Why not use a total of 256 instead of 255? Well, because the maximum value we can use in an alpha channel is 255. We'd never be able to have an opaque pixel because we can never store the required 256. So how about adding 1 to all alpha channel values above or equal to 128? Now, we can easily shift right by 8 to divide by 256 with proper results.

But how do we add 1 for alpha values above or equal to 128? Would this not require a comparison? Comparisons are expensive. Well, no. Not if you use assembly. In assembly, you can check if a number is greater than or equal to 128. If it is, the carry bit will be set.
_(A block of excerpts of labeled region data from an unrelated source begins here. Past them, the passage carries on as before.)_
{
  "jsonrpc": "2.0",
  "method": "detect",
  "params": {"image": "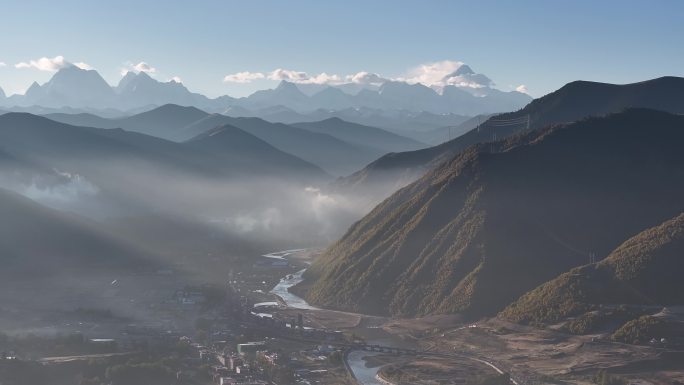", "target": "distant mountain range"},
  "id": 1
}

[296,107,684,317]
[45,105,426,176]
[336,77,684,199]
[233,77,532,116]
[0,65,531,116]
[0,113,329,200]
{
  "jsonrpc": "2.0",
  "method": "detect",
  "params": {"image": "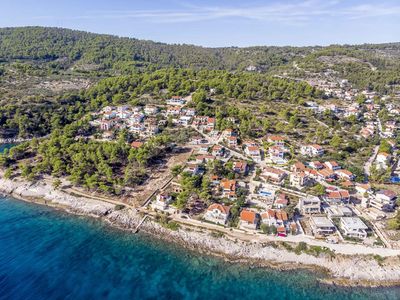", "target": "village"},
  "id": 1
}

[87,91,400,248]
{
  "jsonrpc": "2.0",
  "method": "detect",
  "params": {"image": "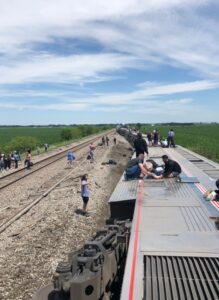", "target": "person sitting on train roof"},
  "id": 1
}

[162,155,182,178]
[125,153,161,180]
[134,132,148,157]
[125,153,148,179]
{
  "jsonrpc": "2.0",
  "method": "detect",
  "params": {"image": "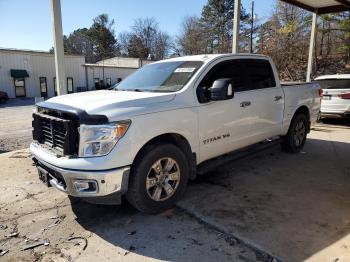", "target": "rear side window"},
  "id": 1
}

[315,79,350,89]
[199,59,248,92]
[245,59,276,90]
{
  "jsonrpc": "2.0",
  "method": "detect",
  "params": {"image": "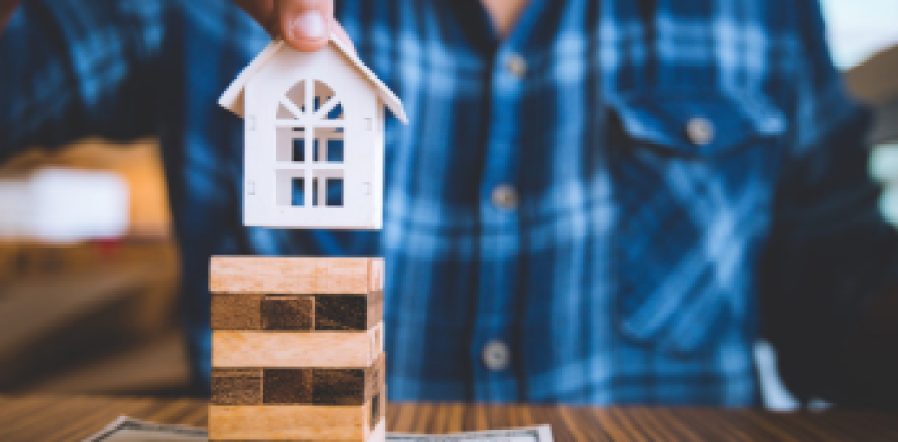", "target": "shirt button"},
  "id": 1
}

[483,341,511,371]
[686,117,714,146]
[492,184,518,210]
[505,54,527,78]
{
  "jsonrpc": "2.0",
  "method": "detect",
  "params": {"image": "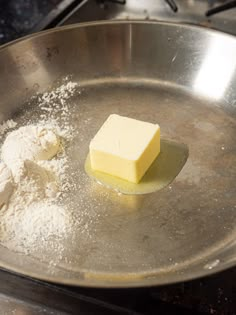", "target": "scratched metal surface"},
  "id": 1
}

[0,22,236,287]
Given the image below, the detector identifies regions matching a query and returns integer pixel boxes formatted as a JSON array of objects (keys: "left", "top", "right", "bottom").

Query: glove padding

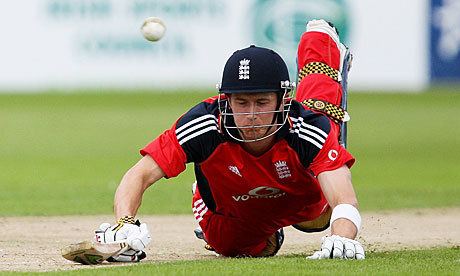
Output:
[
  {"left": 95, "top": 221, "right": 151, "bottom": 262},
  {"left": 307, "top": 235, "right": 365, "bottom": 260},
  {"left": 107, "top": 248, "right": 147, "bottom": 263}
]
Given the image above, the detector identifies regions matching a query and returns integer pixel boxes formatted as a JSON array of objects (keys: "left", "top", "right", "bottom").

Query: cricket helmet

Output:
[{"left": 217, "top": 45, "right": 295, "bottom": 142}]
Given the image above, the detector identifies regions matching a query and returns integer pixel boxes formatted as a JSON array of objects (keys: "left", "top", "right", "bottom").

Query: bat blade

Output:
[{"left": 61, "top": 241, "right": 129, "bottom": 265}]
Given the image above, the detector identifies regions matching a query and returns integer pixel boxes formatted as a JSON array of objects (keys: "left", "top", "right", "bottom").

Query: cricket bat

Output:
[{"left": 61, "top": 241, "right": 129, "bottom": 265}]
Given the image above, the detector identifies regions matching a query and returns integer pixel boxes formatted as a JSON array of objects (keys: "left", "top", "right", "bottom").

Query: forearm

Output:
[
  {"left": 114, "top": 155, "right": 165, "bottom": 219},
  {"left": 319, "top": 166, "right": 361, "bottom": 239},
  {"left": 114, "top": 171, "right": 145, "bottom": 219}
]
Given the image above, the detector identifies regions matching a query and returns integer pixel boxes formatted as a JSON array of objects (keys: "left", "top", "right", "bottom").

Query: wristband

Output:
[
  {"left": 331, "top": 204, "right": 361, "bottom": 232},
  {"left": 117, "top": 216, "right": 136, "bottom": 224}
]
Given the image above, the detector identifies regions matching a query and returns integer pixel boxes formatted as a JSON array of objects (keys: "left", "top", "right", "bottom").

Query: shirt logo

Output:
[
  {"left": 232, "top": 186, "right": 286, "bottom": 201},
  {"left": 228, "top": 166, "right": 242, "bottom": 177},
  {"left": 275, "top": 160, "right": 291, "bottom": 179},
  {"left": 238, "top": 59, "right": 251, "bottom": 80}
]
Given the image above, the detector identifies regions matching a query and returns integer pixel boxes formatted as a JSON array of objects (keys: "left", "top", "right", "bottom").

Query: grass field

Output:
[
  {"left": 0, "top": 88, "right": 460, "bottom": 275},
  {"left": 43, "top": 248, "right": 460, "bottom": 275},
  {"left": 0, "top": 89, "right": 460, "bottom": 216}
]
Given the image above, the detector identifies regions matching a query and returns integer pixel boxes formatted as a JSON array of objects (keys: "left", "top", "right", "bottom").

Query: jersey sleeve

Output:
[
  {"left": 310, "top": 124, "right": 355, "bottom": 176},
  {"left": 140, "top": 126, "right": 187, "bottom": 178},
  {"left": 140, "top": 99, "right": 221, "bottom": 178}
]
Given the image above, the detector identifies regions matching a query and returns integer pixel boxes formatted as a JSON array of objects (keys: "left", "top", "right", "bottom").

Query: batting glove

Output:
[
  {"left": 95, "top": 216, "right": 151, "bottom": 262},
  {"left": 307, "top": 235, "right": 365, "bottom": 260}
]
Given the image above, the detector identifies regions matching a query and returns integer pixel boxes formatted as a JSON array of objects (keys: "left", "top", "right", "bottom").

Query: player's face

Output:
[{"left": 229, "top": 92, "right": 277, "bottom": 140}]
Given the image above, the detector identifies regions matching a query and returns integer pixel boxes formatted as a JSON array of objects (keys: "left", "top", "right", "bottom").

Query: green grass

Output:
[
  {"left": 0, "top": 89, "right": 460, "bottom": 216},
  {"left": 43, "top": 247, "right": 460, "bottom": 275}
]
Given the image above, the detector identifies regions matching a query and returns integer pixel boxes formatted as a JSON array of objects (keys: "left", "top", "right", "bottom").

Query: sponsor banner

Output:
[
  {"left": 0, "top": 0, "right": 429, "bottom": 91},
  {"left": 430, "top": 0, "right": 460, "bottom": 82}
]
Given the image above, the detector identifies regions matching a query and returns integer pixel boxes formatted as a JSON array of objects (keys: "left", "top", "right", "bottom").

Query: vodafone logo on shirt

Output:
[{"left": 232, "top": 186, "right": 286, "bottom": 201}]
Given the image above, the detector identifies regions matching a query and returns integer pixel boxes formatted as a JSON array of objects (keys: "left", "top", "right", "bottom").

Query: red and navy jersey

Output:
[{"left": 141, "top": 97, "right": 354, "bottom": 227}]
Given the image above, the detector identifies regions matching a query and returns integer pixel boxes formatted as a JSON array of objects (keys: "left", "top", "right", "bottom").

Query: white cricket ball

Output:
[{"left": 141, "top": 17, "right": 166, "bottom": 41}]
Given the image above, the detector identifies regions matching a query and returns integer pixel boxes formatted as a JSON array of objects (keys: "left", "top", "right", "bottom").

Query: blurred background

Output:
[
  {"left": 0, "top": 0, "right": 460, "bottom": 91},
  {"left": 0, "top": 0, "right": 460, "bottom": 215}
]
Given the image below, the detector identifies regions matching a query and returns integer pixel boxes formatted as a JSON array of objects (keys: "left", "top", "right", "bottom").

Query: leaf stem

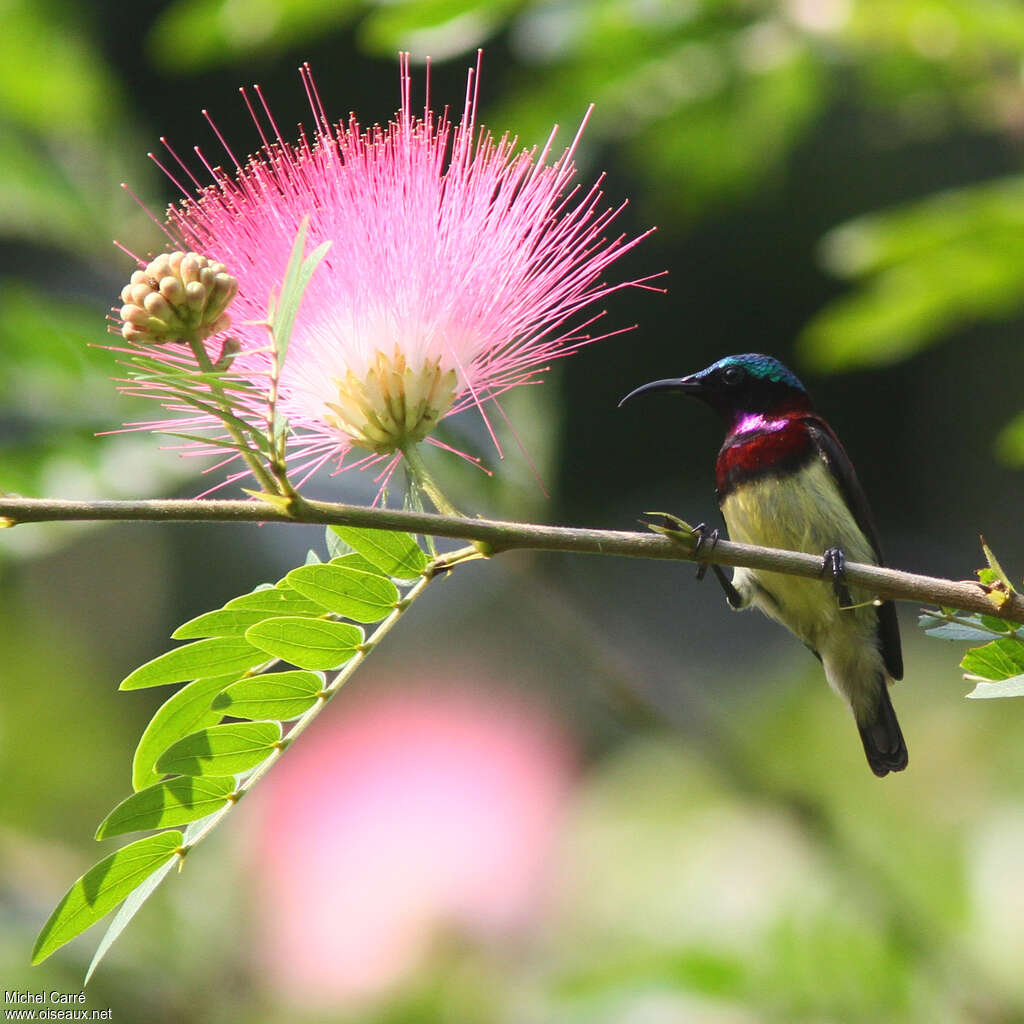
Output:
[{"left": 188, "top": 338, "right": 288, "bottom": 494}]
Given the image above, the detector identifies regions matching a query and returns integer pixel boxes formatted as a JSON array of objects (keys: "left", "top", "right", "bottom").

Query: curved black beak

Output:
[{"left": 618, "top": 374, "right": 703, "bottom": 409}]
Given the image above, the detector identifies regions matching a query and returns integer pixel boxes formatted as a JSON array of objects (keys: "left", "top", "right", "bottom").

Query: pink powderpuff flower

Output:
[{"left": 125, "top": 54, "right": 649, "bottom": 491}]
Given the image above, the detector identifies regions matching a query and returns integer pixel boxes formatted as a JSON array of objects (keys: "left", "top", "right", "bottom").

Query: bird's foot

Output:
[
  {"left": 690, "top": 522, "right": 743, "bottom": 608},
  {"left": 690, "top": 522, "right": 721, "bottom": 580},
  {"left": 821, "top": 548, "right": 853, "bottom": 608}
]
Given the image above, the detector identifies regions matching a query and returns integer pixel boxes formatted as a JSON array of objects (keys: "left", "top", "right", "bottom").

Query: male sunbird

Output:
[{"left": 623, "top": 353, "right": 907, "bottom": 777}]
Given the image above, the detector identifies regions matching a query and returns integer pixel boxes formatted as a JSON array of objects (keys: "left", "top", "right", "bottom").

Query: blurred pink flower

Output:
[
  {"left": 251, "top": 685, "right": 573, "bottom": 1007},
  {"left": 123, "top": 54, "right": 643, "bottom": 489}
]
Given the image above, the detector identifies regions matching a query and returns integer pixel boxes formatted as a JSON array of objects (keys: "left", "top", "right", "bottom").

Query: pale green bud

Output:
[{"left": 120, "top": 252, "right": 239, "bottom": 345}]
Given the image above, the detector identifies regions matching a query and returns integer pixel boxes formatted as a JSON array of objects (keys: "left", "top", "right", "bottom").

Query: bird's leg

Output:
[
  {"left": 691, "top": 522, "right": 743, "bottom": 608},
  {"left": 821, "top": 548, "right": 853, "bottom": 608}
]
And now you can use an add with carry operation to get the correct adjusted alpha value.

In x86 assembly:

CMP EAX, 128 ; Carry bit set if AL is less than 128
SBC EAX, -1

That last one is tricky. Subtracting -1 means we're actually adding one. So if we have EAX lower than 128, we'll have to add 1 and subtract 1 (the carry). They cancel out and the value stays the same. On the other hand, if EAX is above or equal to 128, the carry will be 0. So we'd only add 1 (or sub -1) to EAX. And this is what we want. So we can adjust our alpha value with two instructions. Another way is to copy EAX, shift it left by 7 bits and add it back to EAX. That's three instruction and uses an extra register, but the technique is useful if you use MMX.

So let's do a quick recap. If you don't care about speed, you can use the default equations and you're output will be precise. If you don't like dividing by 255, you can divide by 256 and know that your images will always be a little darker and you can never obtain 100% opacity. The next algorithm involves using approximate inverse of 255 with the equation ((t>>8)+t)>>8 if you add 128 to t first. And the final method is to adjust your alpha value by one if it's above or equal to 128. I compared all the methods against division by 255. So if you multiply an alpha value with a pixel value and divide by 255, this is the optimal result. Then I used all the other algorithms and compared the output with what it should have been. Here's what I got.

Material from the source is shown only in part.